Hi Jon,
So I'm kind of wondering what sort of bug may
blow up a refinery or
chemical plant and cause enough loss of life and damage to make people
take notice.
I see, a ‘big bang’ disaster, like Bhopal, rather than a gradual
sniping.
There's the Battery Management System software which controls the
charging and discharge of Lithium-ion batteries. I don't mean a burning
laptop causing an airliner to go down, more a shipping container stuffed
full of the things going up.
There is an interesting recent paper on the flaws in ‘Battery Energy
Storage Systems’ and defending against the inevitable lithium metal
dendrites. It assumes the BMS has no flaws but if it did then the same
end effect could occur. Here's some extracts from the ‘Executive
Summary’.
Safety of Grid Scale Lithium-ion Battery Energy Storage Systems
https://www.researchgate.net/publication/352158070_Safety_of_Grid_Scale_Lit…
Li-ion batteries are dominant in large, grid-scale, Battery Energy
Storage Systems (BESS) of several MWh and upwards in capacity.
Several proposals for large-scale solar photovoltaic (PV) “energy
farms” are current, incorporating very large capacity BESS.

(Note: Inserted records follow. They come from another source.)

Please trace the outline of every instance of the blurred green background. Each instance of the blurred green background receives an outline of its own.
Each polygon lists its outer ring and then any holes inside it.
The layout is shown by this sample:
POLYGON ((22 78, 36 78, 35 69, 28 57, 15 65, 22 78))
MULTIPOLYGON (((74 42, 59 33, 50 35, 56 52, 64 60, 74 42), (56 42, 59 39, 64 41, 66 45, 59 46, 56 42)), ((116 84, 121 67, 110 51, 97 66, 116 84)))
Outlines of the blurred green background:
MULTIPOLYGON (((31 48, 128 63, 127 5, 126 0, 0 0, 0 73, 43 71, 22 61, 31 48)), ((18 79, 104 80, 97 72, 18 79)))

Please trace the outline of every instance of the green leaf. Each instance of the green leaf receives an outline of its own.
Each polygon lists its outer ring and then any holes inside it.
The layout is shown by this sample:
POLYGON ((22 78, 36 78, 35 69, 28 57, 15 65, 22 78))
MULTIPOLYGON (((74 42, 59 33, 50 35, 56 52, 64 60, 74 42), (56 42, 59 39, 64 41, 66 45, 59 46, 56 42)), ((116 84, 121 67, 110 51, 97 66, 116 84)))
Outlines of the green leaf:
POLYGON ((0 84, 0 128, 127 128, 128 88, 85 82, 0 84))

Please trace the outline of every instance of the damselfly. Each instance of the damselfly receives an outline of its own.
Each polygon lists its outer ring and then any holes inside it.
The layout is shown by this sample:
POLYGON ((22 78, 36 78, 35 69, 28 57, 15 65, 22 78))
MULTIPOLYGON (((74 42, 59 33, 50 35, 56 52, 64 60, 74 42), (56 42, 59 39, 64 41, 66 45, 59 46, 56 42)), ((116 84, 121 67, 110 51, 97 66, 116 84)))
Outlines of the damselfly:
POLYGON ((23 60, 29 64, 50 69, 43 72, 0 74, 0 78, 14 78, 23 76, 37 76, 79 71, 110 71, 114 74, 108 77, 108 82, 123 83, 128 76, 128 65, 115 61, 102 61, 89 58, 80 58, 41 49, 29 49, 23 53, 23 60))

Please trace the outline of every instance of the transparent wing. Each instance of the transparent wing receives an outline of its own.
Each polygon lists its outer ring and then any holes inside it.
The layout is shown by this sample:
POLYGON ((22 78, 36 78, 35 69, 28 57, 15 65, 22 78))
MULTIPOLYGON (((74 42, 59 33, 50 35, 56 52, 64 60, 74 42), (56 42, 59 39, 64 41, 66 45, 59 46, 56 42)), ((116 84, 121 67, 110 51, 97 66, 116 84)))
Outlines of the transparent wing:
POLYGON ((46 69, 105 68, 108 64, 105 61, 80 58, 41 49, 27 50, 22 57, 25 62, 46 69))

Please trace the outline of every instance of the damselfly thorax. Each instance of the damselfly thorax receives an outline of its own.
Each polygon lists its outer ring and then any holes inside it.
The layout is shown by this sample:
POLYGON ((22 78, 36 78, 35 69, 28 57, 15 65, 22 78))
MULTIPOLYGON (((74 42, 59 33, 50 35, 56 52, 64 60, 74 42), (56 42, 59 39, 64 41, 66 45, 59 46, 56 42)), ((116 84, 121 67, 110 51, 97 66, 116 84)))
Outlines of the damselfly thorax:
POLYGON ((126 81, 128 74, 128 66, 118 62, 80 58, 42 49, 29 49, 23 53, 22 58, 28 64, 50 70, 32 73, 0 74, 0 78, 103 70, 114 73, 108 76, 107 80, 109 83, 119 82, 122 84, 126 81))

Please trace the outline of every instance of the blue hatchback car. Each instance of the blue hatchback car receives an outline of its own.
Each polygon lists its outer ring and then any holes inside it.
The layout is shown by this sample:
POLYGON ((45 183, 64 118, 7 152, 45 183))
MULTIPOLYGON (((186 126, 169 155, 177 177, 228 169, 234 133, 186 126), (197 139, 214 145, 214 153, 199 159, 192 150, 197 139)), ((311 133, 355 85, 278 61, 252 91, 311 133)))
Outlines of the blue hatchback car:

Despite storing electrochemical energy of many hundreds of tons of
TNT equivalent, and several times the energy released in the August
2020 Beirut explosion, these BESS are regarded as “articles” by the
Health and Safety Executive (HSE), in defiance of the Control of
Major Accident Hazards Regulations (COMAH) 2015, intended to
safeguard public health...
Li-ion batteries can fail by “thermal runaway” where overheating in
a single faulty cell can propagate to neighbours with energy
releases popularly known as “battery fires”. These are not strictly
“fires” at all, requiring no oxygen to propagate. They are
uncontrollable except by extravagant water cooling. They evolve
toxic gases such as Hydrogen Fluoride (HF) and highly inflammable
gases including Hydrogen (H2), Methane (CH4), Ethylene (C2H4) and
Carbon Monoxide (CO). These in turn may cause further explosions or
fires upon ignition. The chemical energy then released can be up to
20 times the stored electrochemical energy.
“Battery fires” in grid scale BESS have occurred in South Korea,
Belgium (2017), Arizona (2019) and in urban Liverpool (Sept 2020)...
A report into the Liverpool “fire” though promised for New Year
2021, has not yet been released...
No existing engineering standards address thermal runaway
adequately, or require measures (such as those already used in EV
batteries) to pre-empt propagation of runaway events.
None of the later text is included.